Well the "car dress" is finished. This is the gown that I have shown progress reports on here and here and here. This gown is stitched entirely by hand. As always click on the photos to enlarge them.
Seams, entredeux, buttonholes, etc. All by hand. A hand project like this travels well. And since I drove to so many destinations since September, it was quite convenient. The pattern is by Jeannie Baumeister of The Old Fashioned Baby. It was the class I took at this year's SAGA convention held in Atlanta. This gown was featured in an old Creative Needle magazine but the pattern had never been printed. I don't know if Jeannie plans to publish this one as part of her pattern line or not.
The ruffle for the hem is gathered with snail shirring. I enjoy the look of it, but wasn't wild about the process. I really do like the look of it though with the wider entredeux.
Another challenge with this gown is that the yoke is inset into the gown front. So there are no seams to set the yoke into. Here is an advantage to doing this by hand. I think you have way more control of what happens to the pieces as you stitch them together when you are doing it by hand than by machine.
I did run into a small tragedy when I thought the gown was finished. I inadvertently left a needle in the gown when I left it soaking in the sink to remove the blue marks. Imagine my distress when I discovered the rust spots left behind. Who knew that a needle could rust in less than 24 hours? In the photo above you can see the shadow left by one of the rust spots. I posted my dilemma on a Delphi forum and received many hints. A friend posted this link about rust removal. I have gotten most of the rust out using vinegar. I will try it again to get the rest out.
Initially I thought that there were only three little spots on the back next to the placket so I did some additional embroidery there to cover it up. The trick with doing a fix like that is, you have to do embroidery on the other side of the placket to make it look like it was meant to be there. I hadn't discovered the vinegar solution at that point.

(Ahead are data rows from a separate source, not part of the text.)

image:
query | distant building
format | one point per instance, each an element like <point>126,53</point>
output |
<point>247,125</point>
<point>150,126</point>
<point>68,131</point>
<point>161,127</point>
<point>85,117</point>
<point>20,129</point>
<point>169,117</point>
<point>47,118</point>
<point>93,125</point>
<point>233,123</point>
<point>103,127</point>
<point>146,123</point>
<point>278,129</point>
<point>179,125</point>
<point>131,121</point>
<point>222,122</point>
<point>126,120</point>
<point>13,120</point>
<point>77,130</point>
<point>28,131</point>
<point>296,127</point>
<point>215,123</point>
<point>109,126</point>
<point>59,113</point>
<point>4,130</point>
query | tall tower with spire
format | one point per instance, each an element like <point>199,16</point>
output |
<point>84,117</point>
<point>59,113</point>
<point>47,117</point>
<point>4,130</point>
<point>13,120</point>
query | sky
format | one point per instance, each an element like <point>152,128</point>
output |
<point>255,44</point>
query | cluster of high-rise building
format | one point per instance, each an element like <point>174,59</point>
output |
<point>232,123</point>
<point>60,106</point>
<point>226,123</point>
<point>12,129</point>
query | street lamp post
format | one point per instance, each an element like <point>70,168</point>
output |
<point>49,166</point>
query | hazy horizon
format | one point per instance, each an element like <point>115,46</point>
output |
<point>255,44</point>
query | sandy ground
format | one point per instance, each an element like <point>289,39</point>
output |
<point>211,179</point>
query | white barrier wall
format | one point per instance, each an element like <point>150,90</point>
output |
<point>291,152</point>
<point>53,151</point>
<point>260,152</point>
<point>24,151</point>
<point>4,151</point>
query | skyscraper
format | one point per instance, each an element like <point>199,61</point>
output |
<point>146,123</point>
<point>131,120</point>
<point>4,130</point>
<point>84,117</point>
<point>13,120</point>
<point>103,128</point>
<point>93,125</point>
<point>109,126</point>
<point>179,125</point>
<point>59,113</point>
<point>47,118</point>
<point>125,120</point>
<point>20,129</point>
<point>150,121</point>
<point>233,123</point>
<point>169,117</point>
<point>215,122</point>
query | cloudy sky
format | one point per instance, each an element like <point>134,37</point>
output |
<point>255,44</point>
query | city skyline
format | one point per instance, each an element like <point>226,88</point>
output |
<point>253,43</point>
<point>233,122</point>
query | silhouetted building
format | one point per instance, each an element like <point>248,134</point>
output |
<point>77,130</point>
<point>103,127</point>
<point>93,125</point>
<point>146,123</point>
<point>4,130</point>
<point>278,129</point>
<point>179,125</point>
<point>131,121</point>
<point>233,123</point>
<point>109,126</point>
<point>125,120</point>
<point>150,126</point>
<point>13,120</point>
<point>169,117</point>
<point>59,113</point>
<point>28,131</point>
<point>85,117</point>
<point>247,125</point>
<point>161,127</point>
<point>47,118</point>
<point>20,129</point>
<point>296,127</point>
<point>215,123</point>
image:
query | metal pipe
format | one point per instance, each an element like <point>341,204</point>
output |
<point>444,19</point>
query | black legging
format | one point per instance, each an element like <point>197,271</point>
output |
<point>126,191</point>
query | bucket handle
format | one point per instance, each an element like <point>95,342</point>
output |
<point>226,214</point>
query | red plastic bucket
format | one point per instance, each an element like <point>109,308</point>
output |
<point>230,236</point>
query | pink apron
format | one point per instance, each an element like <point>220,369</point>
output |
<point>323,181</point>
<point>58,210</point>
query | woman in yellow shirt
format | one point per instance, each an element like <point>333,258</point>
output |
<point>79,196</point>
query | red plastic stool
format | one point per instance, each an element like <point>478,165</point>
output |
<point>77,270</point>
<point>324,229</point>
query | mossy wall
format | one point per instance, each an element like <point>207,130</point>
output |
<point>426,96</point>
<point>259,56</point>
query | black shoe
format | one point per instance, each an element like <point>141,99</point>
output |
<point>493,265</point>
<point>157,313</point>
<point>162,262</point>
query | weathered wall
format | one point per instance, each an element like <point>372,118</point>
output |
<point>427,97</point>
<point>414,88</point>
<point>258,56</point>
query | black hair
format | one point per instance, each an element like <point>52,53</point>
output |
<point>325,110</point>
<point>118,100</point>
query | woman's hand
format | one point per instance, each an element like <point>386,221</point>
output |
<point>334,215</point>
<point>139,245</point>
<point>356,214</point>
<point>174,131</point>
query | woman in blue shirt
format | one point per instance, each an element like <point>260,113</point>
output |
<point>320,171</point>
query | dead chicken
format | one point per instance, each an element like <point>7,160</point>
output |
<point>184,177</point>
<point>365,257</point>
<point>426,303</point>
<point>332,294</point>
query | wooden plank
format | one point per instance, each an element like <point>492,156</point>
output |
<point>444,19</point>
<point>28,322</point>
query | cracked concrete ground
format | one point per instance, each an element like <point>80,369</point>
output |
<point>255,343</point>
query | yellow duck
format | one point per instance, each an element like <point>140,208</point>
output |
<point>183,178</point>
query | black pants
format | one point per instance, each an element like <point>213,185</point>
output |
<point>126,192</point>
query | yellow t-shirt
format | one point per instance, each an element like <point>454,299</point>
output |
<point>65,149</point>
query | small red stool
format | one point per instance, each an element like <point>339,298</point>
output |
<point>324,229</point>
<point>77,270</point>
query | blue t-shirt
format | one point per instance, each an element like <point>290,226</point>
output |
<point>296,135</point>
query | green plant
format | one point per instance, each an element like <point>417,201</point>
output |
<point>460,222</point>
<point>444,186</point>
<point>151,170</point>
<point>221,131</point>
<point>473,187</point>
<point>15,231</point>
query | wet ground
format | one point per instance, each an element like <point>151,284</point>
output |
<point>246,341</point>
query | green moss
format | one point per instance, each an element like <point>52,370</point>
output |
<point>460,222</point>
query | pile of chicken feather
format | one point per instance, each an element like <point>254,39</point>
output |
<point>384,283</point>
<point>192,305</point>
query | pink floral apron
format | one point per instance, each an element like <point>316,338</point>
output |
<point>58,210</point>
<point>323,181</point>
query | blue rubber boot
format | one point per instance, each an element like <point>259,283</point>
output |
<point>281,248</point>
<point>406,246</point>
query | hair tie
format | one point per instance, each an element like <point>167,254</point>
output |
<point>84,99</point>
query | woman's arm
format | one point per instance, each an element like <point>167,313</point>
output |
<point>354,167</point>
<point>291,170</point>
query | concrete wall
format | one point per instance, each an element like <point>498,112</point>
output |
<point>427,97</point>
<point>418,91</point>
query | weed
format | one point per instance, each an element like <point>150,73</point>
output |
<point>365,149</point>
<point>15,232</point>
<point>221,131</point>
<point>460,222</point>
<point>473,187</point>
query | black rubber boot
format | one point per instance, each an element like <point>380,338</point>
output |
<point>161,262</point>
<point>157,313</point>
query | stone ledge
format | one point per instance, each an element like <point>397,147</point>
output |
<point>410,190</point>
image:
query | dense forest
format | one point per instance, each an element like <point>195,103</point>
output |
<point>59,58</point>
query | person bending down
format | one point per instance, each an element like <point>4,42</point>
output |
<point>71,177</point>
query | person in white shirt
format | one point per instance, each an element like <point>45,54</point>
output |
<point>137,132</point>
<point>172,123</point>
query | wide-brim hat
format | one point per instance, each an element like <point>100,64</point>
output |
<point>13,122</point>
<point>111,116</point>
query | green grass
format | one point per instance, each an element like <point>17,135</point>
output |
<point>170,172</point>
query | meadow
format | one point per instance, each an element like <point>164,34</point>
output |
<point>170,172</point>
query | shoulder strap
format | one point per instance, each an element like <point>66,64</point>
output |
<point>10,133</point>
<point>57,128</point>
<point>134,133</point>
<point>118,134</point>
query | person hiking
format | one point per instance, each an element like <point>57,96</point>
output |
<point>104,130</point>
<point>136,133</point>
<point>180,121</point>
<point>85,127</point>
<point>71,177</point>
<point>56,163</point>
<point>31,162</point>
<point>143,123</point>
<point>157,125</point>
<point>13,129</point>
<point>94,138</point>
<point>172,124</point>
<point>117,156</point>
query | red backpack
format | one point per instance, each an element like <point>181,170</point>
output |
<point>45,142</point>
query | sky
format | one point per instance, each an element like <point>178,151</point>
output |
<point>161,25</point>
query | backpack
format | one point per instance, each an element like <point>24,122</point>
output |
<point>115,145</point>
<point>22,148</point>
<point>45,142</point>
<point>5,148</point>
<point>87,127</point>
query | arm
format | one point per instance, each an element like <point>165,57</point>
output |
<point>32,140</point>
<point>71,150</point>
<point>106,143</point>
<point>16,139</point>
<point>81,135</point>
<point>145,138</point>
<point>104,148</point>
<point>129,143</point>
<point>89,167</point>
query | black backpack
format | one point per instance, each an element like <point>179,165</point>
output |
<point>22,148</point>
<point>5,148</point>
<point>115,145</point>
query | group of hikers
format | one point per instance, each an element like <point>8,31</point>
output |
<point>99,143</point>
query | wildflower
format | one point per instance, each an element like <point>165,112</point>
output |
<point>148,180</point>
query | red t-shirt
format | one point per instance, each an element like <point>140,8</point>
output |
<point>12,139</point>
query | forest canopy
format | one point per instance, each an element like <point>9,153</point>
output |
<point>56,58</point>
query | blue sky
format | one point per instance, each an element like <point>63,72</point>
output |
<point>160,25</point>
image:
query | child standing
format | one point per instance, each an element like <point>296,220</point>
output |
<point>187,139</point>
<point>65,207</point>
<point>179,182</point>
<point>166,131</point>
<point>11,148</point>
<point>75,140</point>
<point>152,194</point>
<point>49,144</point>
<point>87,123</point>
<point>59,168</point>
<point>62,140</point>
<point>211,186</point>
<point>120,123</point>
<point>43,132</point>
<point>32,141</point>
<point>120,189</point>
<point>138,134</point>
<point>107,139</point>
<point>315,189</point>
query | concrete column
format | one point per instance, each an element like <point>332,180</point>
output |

All in all I really love this little gown. I need to make a slip for it. The Vintage T-Yoke gown needs a slip as well. I think I will do one that can be used for both. Which means that both gowns will have to go to the same recipient for that to work. Also have to check that they are close in length. Jeannie has done a couple of blog posts about slips over at the Old Fashioned Baby Sewing Room and is in the process of doing some lessons on a Gertrude baby slip.
I hope you enjoyed seeing the finished car dress. I think it will forever be remembered as such.